Soy demócrata, soy un cabrón

  1. #31   EL TEXTO ORIGINAL:

    Santiago Alba Rico - Escritor y filósofo

    Declaración de principios de un intelectual español.

    No condeno al rey Fahd, honrado por el rey de España, que tala cabezas, poda
    manos y arranca ojos, que humilla a las mujeres y amordaza a los opositores,
    que se enseñorea sin periódicos, parlamento ni partidos políticos, que viola
    filipinas y tortura indios y egipcios, que gasta la tercera parte del
    presupuesto de Arabia Saudí en los 15.000 miembros de su familia y financia
    los movimientos más reaccionarios y violentos del planeta.

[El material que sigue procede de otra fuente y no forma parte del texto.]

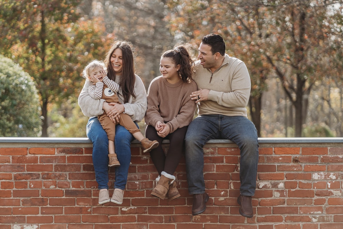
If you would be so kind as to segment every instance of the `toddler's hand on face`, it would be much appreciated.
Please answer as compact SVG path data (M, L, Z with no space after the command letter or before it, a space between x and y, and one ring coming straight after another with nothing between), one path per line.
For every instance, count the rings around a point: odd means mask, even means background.
M99 79L94 76L90 76L88 78L89 79L90 81L91 82L93 82L94 84L95 84L98 82L101 82L100 81Z

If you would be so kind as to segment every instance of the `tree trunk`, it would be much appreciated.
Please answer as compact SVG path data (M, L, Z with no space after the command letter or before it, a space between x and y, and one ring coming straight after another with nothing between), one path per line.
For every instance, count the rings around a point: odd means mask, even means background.
M262 95L250 97L249 105L252 122L257 130L257 136L261 137L261 110Z
M48 100L42 98L42 137L47 137L48 136Z

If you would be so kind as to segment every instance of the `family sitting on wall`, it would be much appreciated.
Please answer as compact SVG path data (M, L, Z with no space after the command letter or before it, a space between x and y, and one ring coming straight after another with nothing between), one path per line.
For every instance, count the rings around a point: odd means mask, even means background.
M205 211L202 147L209 140L229 139L240 150L239 213L253 215L258 160L257 133L246 107L251 82L245 64L225 54L220 35L202 39L194 62L189 44L176 45L161 57L162 75L150 83L147 95L135 74L131 44L115 42L104 63L94 60L85 68L86 81L79 97L82 112L90 117L87 137L93 144L93 160L99 190L99 203L122 203L131 160L131 142L141 142L149 152L159 175L151 195L173 199L180 196L173 174L184 145L188 191L193 195L193 215ZM193 120L196 106L198 116ZM144 138L137 123L147 125ZM165 154L162 143L169 141ZM114 167L113 194L108 192L108 167Z

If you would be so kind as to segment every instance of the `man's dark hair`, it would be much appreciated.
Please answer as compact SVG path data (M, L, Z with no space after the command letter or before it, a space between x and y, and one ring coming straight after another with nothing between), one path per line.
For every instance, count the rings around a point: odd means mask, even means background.
M218 34L212 33L204 36L201 43L211 47L212 55L219 53L222 56L225 55L225 42L223 37Z

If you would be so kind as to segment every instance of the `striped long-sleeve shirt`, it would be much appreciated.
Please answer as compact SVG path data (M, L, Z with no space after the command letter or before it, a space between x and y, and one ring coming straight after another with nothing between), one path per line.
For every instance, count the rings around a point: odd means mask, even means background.
M115 93L119 90L119 84L105 76L103 79L103 82L98 82L95 85L91 85L88 88L88 93L94 99L100 99L103 95L103 88L105 84Z

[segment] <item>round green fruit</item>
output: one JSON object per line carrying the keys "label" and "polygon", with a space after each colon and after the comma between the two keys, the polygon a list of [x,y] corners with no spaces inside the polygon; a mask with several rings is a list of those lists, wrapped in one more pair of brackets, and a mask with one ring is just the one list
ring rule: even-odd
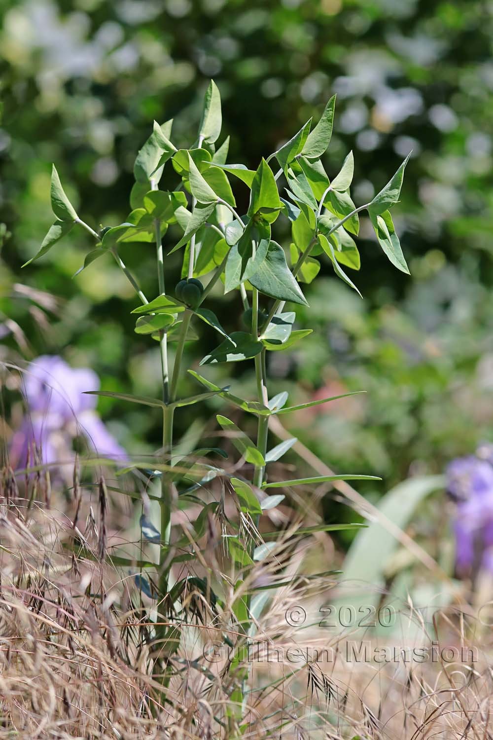
{"label": "round green fruit", "polygon": [[192,309],[194,309],[198,305],[198,303],[202,297],[202,294],[203,291],[200,290],[198,286],[188,282],[182,288],[182,300],[187,306],[190,306]]}
{"label": "round green fruit", "polygon": [[178,300],[183,300],[183,288],[186,285],[186,280],[180,280],[179,283],[177,283],[174,288],[174,295],[176,295]]}

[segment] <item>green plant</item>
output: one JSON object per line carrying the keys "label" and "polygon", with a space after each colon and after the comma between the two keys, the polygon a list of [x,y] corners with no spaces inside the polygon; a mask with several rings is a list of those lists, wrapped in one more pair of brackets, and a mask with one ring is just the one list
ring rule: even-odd
{"label": "green plant", "polygon": [[[398,201],[407,160],[371,202],[356,207],[350,195],[353,172],[352,152],[332,181],[321,160],[330,141],[334,105],[333,97],[313,130],[311,121],[307,121],[293,138],[266,159],[262,158],[254,171],[242,164],[226,164],[228,139],[216,148],[221,131],[221,103],[219,90],[211,81],[204,101],[198,138],[191,148],[177,149],[172,144],[171,121],[163,125],[154,122],[153,132],[135,160],[135,184],[130,194],[132,210],[126,221],[118,226],[101,228],[98,232],[84,222],[67,197],[53,167],[51,201],[56,221],[33,258],[45,254],[75,225],[84,227],[97,243],[86,255],[81,269],[111,254],[140,300],[140,305],[133,311],[137,317],[135,332],[149,334],[159,342],[163,381],[160,399],[104,391],[98,394],[160,408],[163,412],[163,448],[153,473],[160,477],[160,519],[153,522],[146,514],[141,519],[143,535],[159,545],[160,555],[159,563],[144,561],[140,566],[157,568],[158,571],[158,615],[154,639],[161,662],[166,669],[163,678],[165,691],[170,677],[167,670],[170,655],[177,650],[177,630],[174,627],[176,604],[180,602],[186,580],[173,582],[171,569],[174,563],[193,557],[194,542],[203,536],[210,517],[215,515],[221,518],[222,539],[234,568],[229,619],[234,630],[242,636],[234,646],[229,665],[230,671],[236,676],[230,696],[234,707],[231,710],[231,720],[235,722],[241,721],[246,702],[248,673],[242,665],[245,638],[252,633],[259,610],[265,605],[265,599],[254,604],[252,595],[255,591],[249,584],[248,573],[255,561],[267,560],[273,552],[271,543],[264,542],[259,533],[259,517],[262,511],[278,505],[283,498],[268,495],[268,490],[313,485],[336,480],[378,480],[362,475],[326,475],[271,480],[267,474],[269,463],[279,460],[296,441],[288,440],[268,450],[269,419],[332,400],[324,398],[287,406],[285,391],[274,394],[268,391],[268,354],[288,350],[310,333],[309,330],[293,329],[296,313],[285,311],[285,306],[286,303],[307,306],[300,283],[310,283],[316,277],[320,267],[317,258],[328,258],[336,274],[358,292],[343,268],[359,269],[359,253],[351,235],[358,235],[358,214],[367,210],[378,240],[390,262],[402,272],[408,272],[389,210]],[[274,161],[277,164],[273,169],[271,164]],[[158,184],[169,162],[180,176],[181,182],[174,191],[160,190]],[[249,206],[245,215],[240,215],[236,209],[229,178],[239,187],[250,191]],[[283,196],[279,194],[279,184],[285,186]],[[285,249],[273,238],[279,217],[290,223],[290,268]],[[173,289],[174,280],[171,280],[166,266],[163,237],[174,224],[181,229],[183,236],[169,254],[184,251],[181,279]],[[155,244],[159,292],[151,300],[140,290],[119,255],[120,245],[128,242]],[[208,280],[205,287],[198,279],[203,277]],[[215,314],[204,307],[211,291],[220,280],[224,283],[225,292],[239,292],[242,320],[248,331],[226,331]],[[192,320],[212,327],[221,339],[220,343],[202,359],[201,365],[254,360],[257,391],[254,400],[241,398],[228,388],[216,386],[192,369],[188,369],[188,372],[203,387],[203,392],[180,397],[183,351],[186,343],[193,341],[194,336]],[[169,364],[171,341],[177,343],[172,369]],[[198,457],[208,452],[226,456],[222,450],[203,448],[191,455],[183,455],[174,448],[175,412],[183,406],[205,401],[213,396],[220,397],[226,403],[256,419],[257,434],[254,442],[232,420],[222,415],[217,417],[220,427],[231,437],[242,460],[253,468],[251,476],[246,467],[245,474],[242,476],[237,470],[228,474],[217,465],[196,462]],[[142,468],[146,464],[132,462],[132,467]],[[234,494],[237,522],[225,516],[222,502],[203,503],[197,495],[197,489],[205,488],[214,478],[223,480],[227,490]],[[171,514],[177,499],[182,502],[198,502],[203,508],[193,528],[172,539]],[[351,526],[354,525],[338,528]],[[319,528],[335,528],[321,525]],[[313,528],[301,529],[298,534],[303,536],[313,531]],[[121,564],[124,564],[123,561]],[[143,588],[153,593],[149,582],[140,577],[140,582],[146,584]],[[214,605],[220,602],[224,605],[224,595],[214,593],[209,585],[198,583],[197,588],[202,590],[212,613]],[[224,639],[229,639],[225,633]],[[173,648],[169,648],[170,642],[174,644]]]}

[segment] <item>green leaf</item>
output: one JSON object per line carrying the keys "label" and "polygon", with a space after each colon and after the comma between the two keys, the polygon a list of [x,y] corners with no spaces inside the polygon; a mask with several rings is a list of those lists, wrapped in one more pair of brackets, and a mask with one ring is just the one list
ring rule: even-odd
{"label": "green leaf", "polygon": [[[338,190],[330,190],[324,201],[324,205],[329,211],[334,213],[338,218],[345,218],[356,207],[347,191],[340,192]],[[350,232],[351,234],[358,236],[359,233],[359,218],[357,213],[355,213],[347,221],[344,221],[344,228]]]}
{"label": "green leaf", "polygon": [[[216,200],[217,200],[217,198]],[[192,211],[191,218],[187,224],[185,233],[178,243],[176,244],[170,251],[170,255],[172,254],[172,252],[176,252],[177,249],[180,249],[182,246],[184,246],[188,241],[190,241],[190,239],[192,238],[194,234],[196,234],[200,226],[205,223],[214,211],[214,207],[215,203],[208,203],[206,205],[202,205],[201,204],[197,204]]]}
{"label": "green leaf", "polygon": [[249,411],[251,414],[257,414],[261,416],[270,415],[271,411],[263,404],[259,403],[257,401],[245,401],[238,396],[234,396],[232,393],[229,393],[228,391],[220,388],[219,386],[214,385],[214,383],[211,383],[210,380],[208,380],[203,376],[199,375],[194,370],[188,370],[188,372],[205,388],[208,388],[210,391],[216,391],[222,398],[225,398],[239,408],[242,408],[243,411]]}
{"label": "green leaf", "polygon": [[[86,255],[86,258],[84,260],[84,264],[82,267],[79,267],[77,272],[74,272],[72,277],[76,278],[77,275],[79,275],[79,273],[82,272],[83,270],[85,270],[86,267],[89,267],[89,266],[91,264],[92,262],[94,262],[95,260],[99,259],[100,257],[103,257],[103,255],[107,255],[107,254],[108,254],[108,250],[103,249],[101,247],[98,247],[97,249],[92,249],[92,252],[88,252],[88,254]],[[27,262],[26,264],[29,264],[29,263]]]}
{"label": "green leaf", "polygon": [[214,192],[208,183],[203,178],[195,166],[195,164],[191,157],[190,157],[190,155],[188,155],[188,168],[190,189],[194,198],[199,203],[215,203],[217,201],[217,193]]}
{"label": "green leaf", "polygon": [[179,149],[173,155],[171,164],[174,171],[186,181],[190,173],[191,159],[200,172],[204,172],[211,161],[211,155],[206,149]]}
{"label": "green leaf", "polygon": [[317,475],[310,478],[297,478],[296,480],[279,480],[264,483],[262,488],[283,488],[291,485],[318,485],[330,480],[381,480],[375,475]]}
{"label": "green leaf", "polygon": [[50,192],[51,208],[56,218],[61,221],[71,221],[72,223],[77,221],[78,217],[75,209],[65,195],[54,164],[52,166]]}
{"label": "green leaf", "polygon": [[[371,585],[371,589],[365,588],[364,593],[361,593],[361,601],[364,599],[365,604],[379,603],[381,587],[386,582],[385,570],[399,547],[398,531],[406,530],[424,499],[442,490],[444,485],[441,475],[412,477],[380,500],[378,513],[381,518],[375,516],[376,512],[371,514],[370,527],[357,536],[344,560],[344,579],[348,582]],[[355,598],[358,596],[355,595]]]}
{"label": "green leaf", "polygon": [[212,164],[214,167],[220,167],[226,172],[231,172],[231,175],[234,175],[242,181],[248,187],[251,187],[255,177],[255,172],[253,169],[248,169],[244,164],[220,164],[217,161],[213,161]]}
{"label": "green leaf", "polygon": [[152,334],[169,326],[174,322],[172,314],[155,314],[154,316],[140,316],[135,324],[135,334]]}
{"label": "green leaf", "polygon": [[[305,329],[305,331],[310,331]],[[294,334],[294,332],[293,332]],[[339,398],[347,398],[348,396],[356,396],[358,393],[365,393],[365,391],[353,391],[352,393],[343,393],[340,396],[331,396],[330,398],[321,398],[316,401],[308,401],[307,403],[299,403],[296,406],[288,406],[286,408],[281,408],[276,411],[277,414],[290,414],[291,411],[299,411],[302,408],[310,408],[311,406],[319,406],[322,403],[328,403],[330,401],[336,401]]]}
{"label": "green leaf", "polygon": [[248,484],[239,478],[231,478],[231,483],[243,508],[252,516],[262,514],[259,500]]}
{"label": "green leaf", "polygon": [[237,537],[228,537],[228,549],[233,559],[239,565],[253,565],[254,561]]}
{"label": "green leaf", "polygon": [[294,311],[276,314],[269,325],[262,332],[260,339],[266,339],[273,343],[282,344],[285,342],[293,329],[296,314]]}
{"label": "green leaf", "polygon": [[[200,403],[202,401],[206,401],[208,398],[212,398],[213,396],[217,396],[217,394],[215,391],[210,391],[208,393],[200,393],[197,396],[189,396],[188,398],[180,398],[178,401],[173,401],[171,403],[169,404],[169,408],[181,408],[183,406],[191,406],[194,403]],[[225,456],[226,457],[228,455]]]}
{"label": "green leaf", "polygon": [[[265,462],[268,462],[267,457],[265,458]],[[268,511],[271,508],[275,508],[276,506],[279,506],[282,501],[284,501],[285,497],[284,494],[276,494],[275,496],[266,496],[260,504],[262,511]]]}
{"label": "green leaf", "polygon": [[293,138],[283,144],[276,152],[274,152],[273,156],[276,158],[282,169],[293,161],[296,155],[303,148],[310,132],[311,122],[311,118],[310,121],[307,121],[305,126],[299,130],[297,134],[294,135]]}
{"label": "green leaf", "polygon": [[290,347],[292,347],[300,339],[307,337],[313,331],[312,329],[296,329],[295,332],[291,332],[289,339],[287,339],[282,344],[277,344],[275,342],[271,342],[265,339],[262,339],[262,343],[271,352],[284,352],[285,349],[289,349]]}
{"label": "green leaf", "polygon": [[334,268],[334,272],[335,272],[336,275],[338,275],[338,277],[340,278],[341,280],[343,280],[344,281],[344,283],[347,283],[347,285],[350,286],[350,287],[353,288],[353,290],[356,290],[356,292],[358,293],[358,295],[359,295],[360,297],[362,297],[361,294],[358,290],[358,289],[356,288],[356,286],[354,284],[354,283],[353,283],[349,279],[349,278],[347,277],[347,275],[346,275],[346,273],[344,272],[344,270],[342,269],[342,268],[339,266],[339,263],[337,261],[337,260],[336,259],[336,255],[335,255],[335,252],[334,252],[334,248],[332,246],[332,244],[330,243],[330,242],[329,241],[329,240],[327,238],[327,237],[324,236],[323,234],[319,234],[318,240],[319,240],[319,243],[322,246],[322,249],[324,250],[324,252],[325,252],[325,254],[327,255],[327,257],[329,257],[330,259],[331,260],[332,264],[333,264],[333,266]]}
{"label": "green leaf", "polygon": [[254,560],[265,560],[277,547],[277,542],[262,542],[254,551]]}
{"label": "green leaf", "polygon": [[226,334],[226,332],[219,323],[219,319],[214,313],[214,312],[210,311],[209,309],[199,308],[197,309],[195,311],[194,311],[194,314],[195,316],[198,316],[202,321],[204,321],[206,324],[208,324],[209,326],[212,326],[213,329],[215,329],[216,331],[219,332],[219,333],[222,334],[223,337],[225,337],[227,340],[230,343],[231,345],[232,345],[234,347],[236,346],[235,341],[232,338],[232,336],[230,336],[229,334]]}
{"label": "green leaf", "polygon": [[334,121],[336,95],[333,95],[325,106],[320,121],[307,138],[302,153],[304,157],[316,159],[321,157],[330,144]]}
{"label": "green leaf", "polygon": [[307,180],[305,172],[299,172],[298,175],[295,175],[292,169],[288,169],[287,179],[288,184],[294,195],[295,200],[305,204],[313,210],[316,211],[319,207],[319,204],[315,200],[310,183]]}
{"label": "green leaf", "polygon": [[265,461],[262,453],[257,450],[254,443],[250,437],[247,437],[245,432],[242,431],[236,424],[234,424],[229,419],[226,419],[225,417],[218,414],[216,418],[222,429],[231,434],[232,443],[245,457],[247,462],[251,462],[252,465],[262,465],[262,467],[265,465]]}
{"label": "green leaf", "polygon": [[112,391],[84,391],[84,393],[88,396],[105,396],[106,398],[118,398],[120,401],[141,403],[144,406],[166,408],[166,403],[160,399],[150,398],[149,396],[134,396],[129,393],[114,393]]}
{"label": "green leaf", "polygon": [[290,300],[302,306],[308,305],[288,266],[284,249],[275,241],[269,244],[260,269],[250,278],[250,282],[261,293],[271,298]]}
{"label": "green leaf", "polygon": [[385,187],[371,201],[368,206],[368,211],[370,215],[380,215],[398,201],[401,195],[401,188],[402,187],[402,181],[404,176],[404,168],[410,156],[411,152],[409,152],[392,180],[387,184]]}
{"label": "green leaf", "polygon": [[[166,138],[171,132],[170,121],[166,121],[161,127],[163,135]],[[146,185],[150,189],[151,180],[158,183],[163,175],[163,166],[160,166],[163,149],[160,146],[153,131],[149,138],[139,150],[134,164],[134,177],[137,183]]]}
{"label": "green leaf", "polygon": [[[231,238],[234,238],[231,229],[229,235]],[[237,288],[240,283],[249,280],[259,269],[265,259],[270,239],[269,224],[262,221],[255,222],[252,220],[248,222],[228,255],[225,270],[225,292],[228,293]]]}
{"label": "green leaf", "polygon": [[[252,218],[256,214],[261,213],[262,209],[273,209],[276,211],[277,209],[280,210],[282,207],[273,172],[262,158],[251,184],[248,215]],[[278,212],[265,213],[265,220],[272,223],[277,218]]]}
{"label": "green leaf", "polygon": [[[291,255],[291,264],[295,265],[299,257],[299,251],[295,244],[290,246],[290,253]],[[298,270],[296,280],[299,283],[310,283],[315,280],[320,272],[320,263],[313,257],[305,257],[303,264]]]}
{"label": "green leaf", "polygon": [[199,136],[204,141],[214,144],[221,132],[221,95],[214,80],[211,80],[204,98],[202,118],[199,125]]}
{"label": "green leaf", "polygon": [[350,186],[354,175],[354,156],[351,150],[341,167],[339,175],[336,175],[330,183],[333,190],[341,190],[343,192]]}
{"label": "green leaf", "polygon": [[290,201],[285,201],[283,198],[279,198],[282,204],[282,213],[289,218],[290,221],[296,221],[296,218],[302,212],[297,206],[290,203]]}
{"label": "green leaf", "polygon": [[238,363],[250,360],[262,350],[262,342],[255,341],[251,334],[233,332],[231,336],[201,360],[200,365],[215,363]]}
{"label": "green leaf", "polygon": [[219,167],[208,167],[203,173],[203,177],[219,198],[234,208],[237,201],[229,181],[222,169]]}
{"label": "green leaf", "polygon": [[60,241],[63,237],[69,233],[73,226],[74,224],[72,221],[55,221],[55,223],[52,224],[48,229],[48,233],[44,237],[44,239],[43,239],[38,252],[37,252],[34,257],[32,257],[30,260],[25,262],[22,266],[25,267],[27,265],[30,264],[31,262],[34,262],[35,260],[38,260],[40,257],[43,256],[43,255],[46,255],[47,252],[50,252],[52,246],[53,246],[54,244],[56,244],[57,241]]}
{"label": "green leaf", "polygon": [[[317,201],[319,201],[329,186],[329,178],[324,169],[324,166],[319,159],[311,162],[305,157],[300,157],[297,161],[298,166],[305,173],[312,192]],[[296,168],[293,165],[296,172]]]}
{"label": "green leaf", "polygon": [[276,445],[273,447],[271,450],[265,455],[266,462],[274,462],[282,457],[288,450],[290,450],[293,445],[295,445],[298,440],[296,437],[292,437],[290,440],[285,440],[284,442],[281,442],[280,444]]}
{"label": "green leaf", "polygon": [[217,149],[216,152],[212,155],[212,162],[214,164],[225,164],[226,160],[228,159],[228,152],[229,151],[229,136],[226,136],[225,139]]}
{"label": "green leaf", "polygon": [[169,295],[158,295],[157,298],[151,300],[143,306],[137,306],[132,312],[132,314],[176,314],[180,311],[185,311],[185,306],[176,298],[171,298]]}
{"label": "green leaf", "polygon": [[395,267],[409,275],[409,268],[404,255],[401,249],[399,238],[395,233],[394,223],[390,211],[384,211],[380,215],[376,215],[369,210],[370,220],[375,229],[378,243]]}

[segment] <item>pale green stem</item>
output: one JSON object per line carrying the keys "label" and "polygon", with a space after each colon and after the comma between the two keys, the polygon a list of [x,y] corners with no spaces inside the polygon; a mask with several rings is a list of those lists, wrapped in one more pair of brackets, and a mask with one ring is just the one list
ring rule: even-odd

    No condeno al general Dustum, aliado de los EEUU en Afganistán, que ha
    ahogado en un contenedor a mil prisioneros talibán a los que había prometido
    la libertad y que murieron chupando las paredes de hierro de su prisión.

    No condeno a Turquía, miembro de la OTAN y candidato a la UE, que en la
    década de los noventa borró de la faz de la tierra 3.200 aldeas kurdas, ha
    dejado morir de hambre a 87 presos políticos y encarcela al que se atreve a
    transcribir en kurdo el nombre de sus ciudades.

    No condeno al siniestro Kissinger, el más ambicioso asesino después de
    Hitler, responsable de millones de muertos en Indo- china, en Timor, en
    Chile y en todos aquellos países cuyo nombre salió alguna vez de sus labios.

    No condeno a Sharon, hombre de paz, que dinamita casas, deporta civiles,
    arranca olivos, roba agua, tirotea a niños, pulveriza mujeres, tortura
    rehenes, quema archivos, vuela ambulancias, arrasa campos de refugiados y
    coquetea con la idea de «amputar el cáncer» de tres millones de palestinos
    para hacer más holgada la pureza de su estado «judío».

    No condeno al rey Gienendra de Nepal, educado en los EEUU, que desde el
    pasado mes de enero ha ejecutado sin juicio a 1.500 comunistas.

    No condeno a Jordania ni a Egipto, que apalea y encarcela a los que se
    manifiestan contra la ocupación israelí de Palestina.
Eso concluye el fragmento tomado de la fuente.